Dialogue to discuss Fallingwater cottages

  • “Good clients make good architecture, and the opportunity to hear from both architects and clients in a venue like this is invaluable.”

    Brian Carter
    Dean, School of Architecture and Planning
By CHARLOTTE HSU
Published: November 18, 2010

The Martin House Restoration Corp. and UB School of Architecture and Planning are co-sponsoring a dialogue on a competition to design a series of guest cottages situated near architect Frank Lloyd Wright’s iconic Fallingwater in Pennsylvania.

Speakers for the Nov. 19 event will include John Patkau, a principal of Patkau Architects, the Vancouver-based firm that won the Fallingwater competition; Lynda Waggoner, director of Fallingwater; and Raymund Ryan, curator for the Carnegie Museum of Art’s Heinz Architectural Center, where the designs of Patkau Architects and five other firms involved in the competition were exhibited earlier this year.

The location of the 7 p.m. discussion will be fitting: the Eleanor & Wilson Greatbatch Pavilion, an elegant, glass structure at 143 Jewett Parkway, Buffalo, that sits adjacent to the Darwin D. Martin House Complex, another Frank Lloyd Wright masterpiece.

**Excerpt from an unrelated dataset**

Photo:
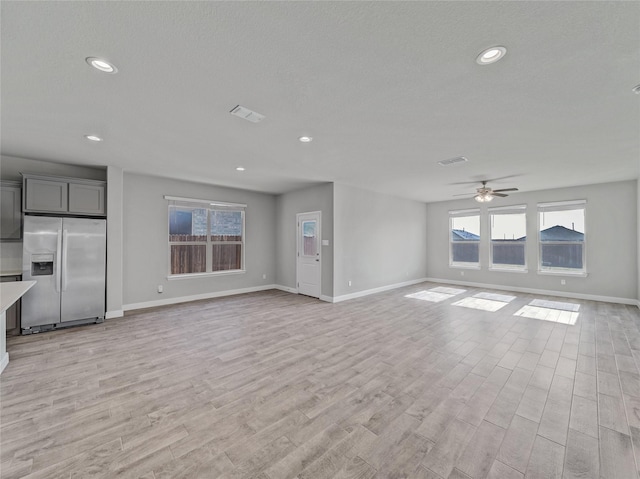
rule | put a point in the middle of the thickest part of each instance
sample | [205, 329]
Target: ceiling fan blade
[506, 189]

Space at the event is limited. Attendees can purchase tickets at the Darwin Martin House website. General admission is $15, with $10 tickets for Martin House associates and free entry for School of Architecture and Planning students who show their student ID.

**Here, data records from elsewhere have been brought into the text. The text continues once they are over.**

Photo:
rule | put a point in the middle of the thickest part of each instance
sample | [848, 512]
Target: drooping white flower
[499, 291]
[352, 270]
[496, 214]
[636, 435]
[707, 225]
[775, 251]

“Good clients make good architecture, and the opportunity to hear from both architects and clients in a venue like this is invaluable,” says Brian Carter, dean of the UB architecture school. “We can all learn so much from those conversations.”

Fallingwater, built over a waterfall on Bear Run, is one of Wright’s most famous creations. The celebrated American architect designed the home, built in the 1930s, for the Kaufmanns, a Pittsburgh family that owned a department store.

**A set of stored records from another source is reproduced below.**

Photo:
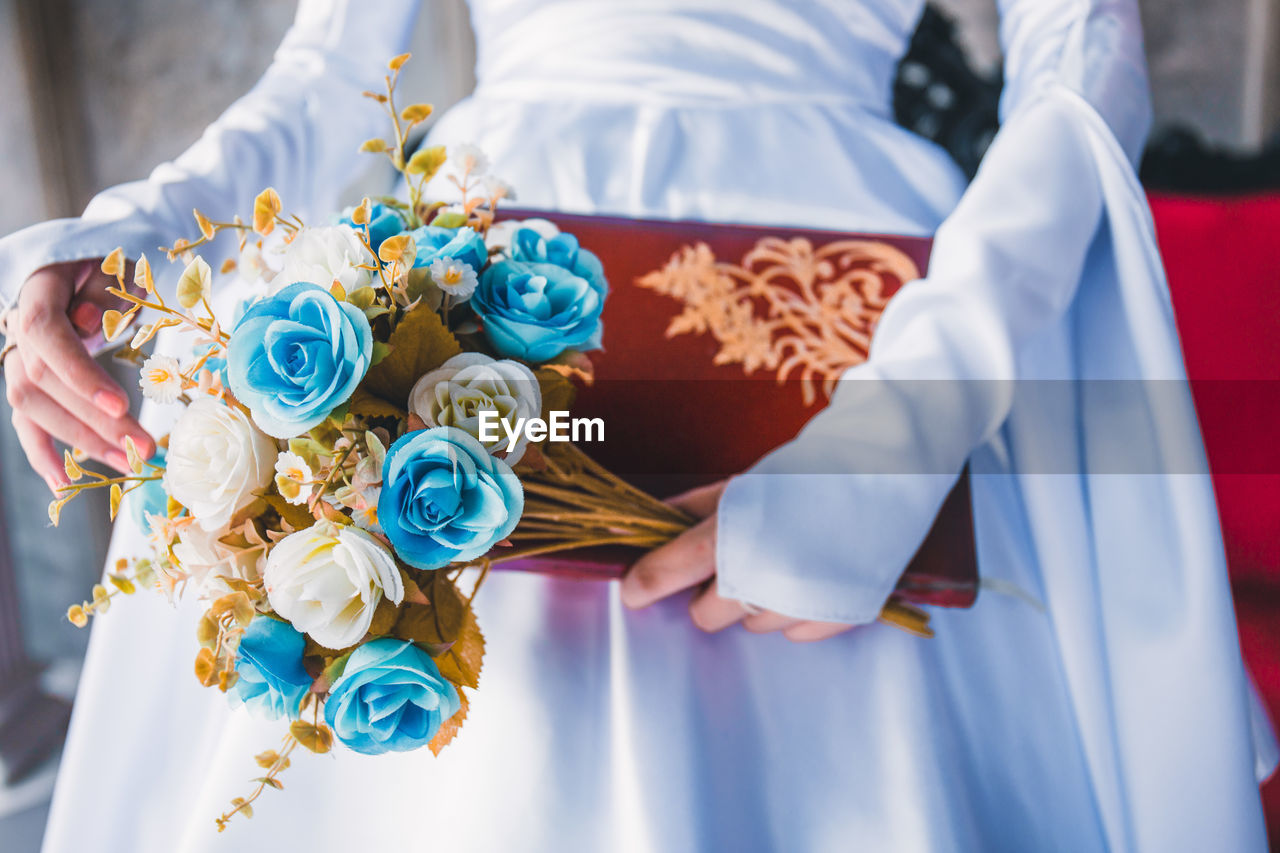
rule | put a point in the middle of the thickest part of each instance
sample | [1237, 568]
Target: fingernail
[87, 316]
[112, 404]
[144, 443]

Patkau Architects’ winning design for six small, sustainable cottages on the grounds of the Western Pennsylvania Conservancy, which operates Fallingwater, will serve as the basis of a final design.  The cottages will support programming at Fallingwater by expanding accommodations for participants in diverse educational programs offered by Fallingwater.

At the Nov. 19 event, the guest speakers will discuss the cottage competition, exploring ideas related to Wright buildings and the newer, adjacent structures complementing those famed structures. The dialogue also will cover sustainable design and the effect Fallingwater has on new architecture today.

Eric Jackson-Forsberg, curator for the Martin House Complex, says the Fallingwater cottages competition present parallels to the construction of the Eleanor & Wilson Greatbatch Pavilion, which opened in 2009 and was designed by Toshiko Mori Architect. Both projects involved designing architecturally significant structures adjacent to Wright masterpieces.

“I think there will be some interesting dialogue centering around the challenges inherent to this kind of commission,” Jackson-Forsberg says. “Bringing these speakers in helps put what we’ve done here in Buffalo into context and underscores the challenges inherent in this kind of commission.”